Training communities through Open Table models to help people develop better lives they envision for themselves. We live out our mission through a theory of change expressed in our model, its training and through how we engage with our partners and each other. Look beyond the hats. Through our eyes. And into our hearts. That is where you will find the history of the Open Table Movement.
Open Table began through a local mission of my congregation, Paradise Valley United Methodist Church in Paradise Valley, Arizona. But the common good is our common mission. So, these days you will find Tables being developed by people in businesses, healthcare systems, service clubs, community organizations, congregations of different religions and in other places.
Ernie introduced himself to us at the local mission and we to him. As friendships developed, it became clear we had untapped resources Ernie could use as tools to develop the better life he envisioned for himself: social and intellectual capital – that’s who you know and what you know. We created a group we called a “board of directors” (now called a Table) and met together every week to support the plan Ernie developed for himself. We worked through both challenges and opportunities. But Ernie also had a resource we needed: an invitation to mutual relationship. We gave Ernie who we knew and what we knew. Ernie gave us who he was.
Open Table has been on a developmental journey from this story to an established model to transform people and communities that is recognized and practiced around the country and in Europe. Its foundations as a community practice are rooted in ongoing research and evaluation, sophisticated training and thought leadership from people served, Table members and national experts.

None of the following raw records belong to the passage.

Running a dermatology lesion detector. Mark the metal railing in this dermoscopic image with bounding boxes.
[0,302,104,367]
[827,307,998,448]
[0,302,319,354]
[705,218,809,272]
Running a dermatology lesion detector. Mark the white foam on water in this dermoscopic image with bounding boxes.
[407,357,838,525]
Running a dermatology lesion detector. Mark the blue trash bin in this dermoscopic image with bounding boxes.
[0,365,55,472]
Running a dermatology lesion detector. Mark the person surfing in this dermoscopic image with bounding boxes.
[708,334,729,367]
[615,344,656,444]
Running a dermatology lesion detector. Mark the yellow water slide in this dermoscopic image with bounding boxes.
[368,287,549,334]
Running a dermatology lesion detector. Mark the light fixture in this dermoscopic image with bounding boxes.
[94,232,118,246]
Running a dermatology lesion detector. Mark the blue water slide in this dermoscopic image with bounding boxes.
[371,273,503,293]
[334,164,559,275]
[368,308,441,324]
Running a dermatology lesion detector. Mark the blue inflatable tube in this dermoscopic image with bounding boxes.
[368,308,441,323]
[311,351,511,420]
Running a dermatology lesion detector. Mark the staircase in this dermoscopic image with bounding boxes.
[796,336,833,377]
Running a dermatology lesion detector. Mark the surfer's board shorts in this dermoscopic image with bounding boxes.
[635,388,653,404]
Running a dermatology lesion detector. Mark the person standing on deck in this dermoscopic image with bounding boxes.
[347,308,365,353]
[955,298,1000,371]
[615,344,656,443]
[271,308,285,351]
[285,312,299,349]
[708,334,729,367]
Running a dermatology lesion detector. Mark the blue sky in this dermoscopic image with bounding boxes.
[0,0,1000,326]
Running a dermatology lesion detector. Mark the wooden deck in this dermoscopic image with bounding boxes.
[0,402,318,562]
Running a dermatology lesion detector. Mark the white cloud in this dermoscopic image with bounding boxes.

However, perhaps the true evidence of transformation is not in the numbers but in the living of our lives. Though Ernie and I are not geographically close to one another, Ernie and I have continued our relationship for fifteen years and text each other a greeting in the morning and evening every day. Translated, that means “I am here and present in your life. Reach out any time and I’ll be there.” And we have both lived into that promise.
Speaking from my own spiritual beliefs, I always saw myself in the parable of the “Good Samaritan” as the guy rescuing the other guy. And that’s how I saw myself when I met Ernie. But Ernie turned out to be the one sent to rescue me.